Cllr Michael explained: “Understanding the local context and history of the ward is key when it comes to engaging around new developments. Dialogue with local ward members and understanding their priorities is always invaluable, particularly as moving forward they will be able to give their views on financial priorities for their wards, which although not set in stone, will help inform officers when negotiations are had further down the line on Section 106 agreements.”

Talking about the risk of the potential profile inflation of previously low-key projects, Clare Jones from grasshopper PR explained:  “It will no longer be possible to take a head below the parapet approach and plead ignorance of local concerns until after the application has been submitted. Project managers will need to assess the likely communications and consultation risks associated with each project and prepare accordingly, particularly for projects likely to cause high levels of local concern or controversy.  The key will be to ensure an effective communications and consultation strategy is put in place at an early stage.”

Below is a summary of the rest of the key issues, concerns and comments that came out of the event in relation to the new regime.

Detail of consultation materials: the policy requires that the developer provides ‘all information that would be required to be submitted as part of a formal planning application’ for the statutory consultation process.  This has the potential to be problematic in terms of aggravating consultees as the statutory consultation required is effectively on a final set of plans, with little scope for change.  It is also possible that the consultation will throw up unforeseen issues at an advanced stage in the preparation of the planning application, resulting in potentially costly and time consuming changes.  In the case of larger, more complex schemes, a phased consultation process could be advantageous - with an informal stage of consultation on initial plans followed by statutory consultation on final/preferred proposals. 

Pre-application advice: moving forward, consultation should be considered an issue for pre-application dialogue with officers.  A transparent and organised approach enabling officers and local ward members to review your consultation plan early in the process will help iron out any omissions or issues and build buy-in to your approach.

Devil is in the detail: although the overall requirements for consultation are relatively straightforward (consult for 28 days, put up a site notice etc), there are lots of small details set out in the guidance that need to be carefully followed to ensure your consultation does not hold up the validation of your planning application and is not open to challenge later on – for example, when, where and how you make your consultation material available for consultation.

Responding to issues raised: There is very little guidance on how the developer is required to respond to issues raised apart from ensuring all issues are ‘considered’.  However, we know from experience that a significant proportion of the comments received will not be able to influence the final proposed scheme, in which case it is crucial to properly evidence the response for issues raised (for the benefit of both consultees and decision makers) – this could be as simple as a cross reference to the relevant section in the planning application documentation.

There are many other issues that are currently unanswered, such as:

· Will there be a need to re-consult should significant material changes be made to plans following the pre-application consultation?

· Will specialist consultees respond in a timely manner to pre-application consultation?

· How will consultees respond to being consulted on a similar set of materials immediately before (by the developer) and then after the planning application has been submitted (by the Local Authority)?
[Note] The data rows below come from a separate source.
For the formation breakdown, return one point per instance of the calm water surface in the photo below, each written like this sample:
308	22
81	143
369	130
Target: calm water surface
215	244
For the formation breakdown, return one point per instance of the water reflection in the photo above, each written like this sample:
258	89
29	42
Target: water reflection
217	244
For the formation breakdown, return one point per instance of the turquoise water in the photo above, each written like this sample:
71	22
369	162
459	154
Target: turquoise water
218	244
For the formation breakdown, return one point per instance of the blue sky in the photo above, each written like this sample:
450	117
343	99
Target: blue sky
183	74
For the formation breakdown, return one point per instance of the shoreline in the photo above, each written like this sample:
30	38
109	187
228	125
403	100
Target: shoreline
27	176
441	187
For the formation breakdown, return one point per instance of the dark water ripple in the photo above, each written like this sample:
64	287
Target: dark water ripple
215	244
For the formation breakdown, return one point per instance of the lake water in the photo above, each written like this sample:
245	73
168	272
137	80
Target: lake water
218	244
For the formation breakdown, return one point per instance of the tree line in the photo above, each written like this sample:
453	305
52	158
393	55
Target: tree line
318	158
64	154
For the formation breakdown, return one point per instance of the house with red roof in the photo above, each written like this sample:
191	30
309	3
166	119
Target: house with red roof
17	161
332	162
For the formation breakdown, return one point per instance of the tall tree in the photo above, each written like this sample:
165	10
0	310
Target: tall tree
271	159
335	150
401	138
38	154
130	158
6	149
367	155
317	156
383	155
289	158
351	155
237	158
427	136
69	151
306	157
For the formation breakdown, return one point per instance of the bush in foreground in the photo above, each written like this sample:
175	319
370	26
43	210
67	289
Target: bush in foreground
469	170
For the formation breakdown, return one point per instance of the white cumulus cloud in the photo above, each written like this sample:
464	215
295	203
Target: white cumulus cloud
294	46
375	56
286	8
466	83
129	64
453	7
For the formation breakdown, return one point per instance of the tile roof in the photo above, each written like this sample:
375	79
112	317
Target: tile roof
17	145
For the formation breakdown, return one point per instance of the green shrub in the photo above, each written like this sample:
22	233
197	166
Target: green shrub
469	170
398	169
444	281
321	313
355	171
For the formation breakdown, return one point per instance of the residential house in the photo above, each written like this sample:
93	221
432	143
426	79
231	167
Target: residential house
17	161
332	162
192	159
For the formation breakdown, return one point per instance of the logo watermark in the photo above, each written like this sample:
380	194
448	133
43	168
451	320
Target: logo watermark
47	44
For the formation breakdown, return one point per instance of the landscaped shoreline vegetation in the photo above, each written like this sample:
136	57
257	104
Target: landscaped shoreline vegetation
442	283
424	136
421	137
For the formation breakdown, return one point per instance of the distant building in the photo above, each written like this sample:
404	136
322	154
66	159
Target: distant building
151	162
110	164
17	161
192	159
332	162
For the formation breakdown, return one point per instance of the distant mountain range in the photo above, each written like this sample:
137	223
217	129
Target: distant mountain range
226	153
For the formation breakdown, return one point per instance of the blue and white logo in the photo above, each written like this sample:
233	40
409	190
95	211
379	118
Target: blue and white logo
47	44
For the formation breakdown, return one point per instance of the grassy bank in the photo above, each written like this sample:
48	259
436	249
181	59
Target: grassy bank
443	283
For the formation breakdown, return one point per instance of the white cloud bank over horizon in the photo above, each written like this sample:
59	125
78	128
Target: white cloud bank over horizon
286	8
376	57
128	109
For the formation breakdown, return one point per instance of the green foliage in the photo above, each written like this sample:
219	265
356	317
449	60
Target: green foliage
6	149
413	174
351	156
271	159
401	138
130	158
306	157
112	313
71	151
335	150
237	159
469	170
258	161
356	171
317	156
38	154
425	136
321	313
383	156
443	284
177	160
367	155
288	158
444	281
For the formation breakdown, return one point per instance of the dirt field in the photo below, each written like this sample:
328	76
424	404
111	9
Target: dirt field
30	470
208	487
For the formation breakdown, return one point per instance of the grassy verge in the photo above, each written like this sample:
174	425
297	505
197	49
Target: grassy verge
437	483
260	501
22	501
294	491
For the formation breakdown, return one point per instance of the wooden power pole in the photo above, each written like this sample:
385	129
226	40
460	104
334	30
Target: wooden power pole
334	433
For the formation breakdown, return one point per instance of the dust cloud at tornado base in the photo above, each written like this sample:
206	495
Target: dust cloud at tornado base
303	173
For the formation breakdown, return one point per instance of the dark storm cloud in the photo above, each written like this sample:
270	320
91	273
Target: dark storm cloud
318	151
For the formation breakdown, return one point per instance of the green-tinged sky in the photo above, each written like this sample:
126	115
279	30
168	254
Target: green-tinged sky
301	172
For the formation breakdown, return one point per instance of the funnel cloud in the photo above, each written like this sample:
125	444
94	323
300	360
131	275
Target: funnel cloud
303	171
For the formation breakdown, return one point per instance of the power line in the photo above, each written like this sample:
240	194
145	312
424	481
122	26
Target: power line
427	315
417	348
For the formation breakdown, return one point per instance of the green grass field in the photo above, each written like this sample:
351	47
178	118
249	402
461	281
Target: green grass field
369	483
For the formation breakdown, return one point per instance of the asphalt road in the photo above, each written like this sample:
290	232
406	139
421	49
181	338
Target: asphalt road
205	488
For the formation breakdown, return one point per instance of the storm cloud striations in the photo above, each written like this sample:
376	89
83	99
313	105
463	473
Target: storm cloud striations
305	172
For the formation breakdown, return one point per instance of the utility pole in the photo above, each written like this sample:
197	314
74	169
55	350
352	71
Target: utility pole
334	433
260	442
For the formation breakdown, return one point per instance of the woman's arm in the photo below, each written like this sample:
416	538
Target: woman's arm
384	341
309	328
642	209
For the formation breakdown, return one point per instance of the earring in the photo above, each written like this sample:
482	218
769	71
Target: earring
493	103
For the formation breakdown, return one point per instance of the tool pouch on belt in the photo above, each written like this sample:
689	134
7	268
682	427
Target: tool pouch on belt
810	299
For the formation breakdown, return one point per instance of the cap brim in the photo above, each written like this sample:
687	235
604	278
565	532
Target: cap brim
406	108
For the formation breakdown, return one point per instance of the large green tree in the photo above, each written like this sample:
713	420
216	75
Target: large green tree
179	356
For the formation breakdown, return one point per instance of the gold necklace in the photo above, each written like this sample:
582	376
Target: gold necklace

Will this lead to confusion and consultation fatigue?

There are bound to be teething problems as applications begin to be submitted under the new policy regime.  However, as long as a considered, collaborative and planned approach is taken to implementing your pre-application consultation, this should ensure the delivery of a robust PAC.  In addition, if your communications strategy is designed effectively, the consultation process can help remove local issues and often build community buy-in for your scheme.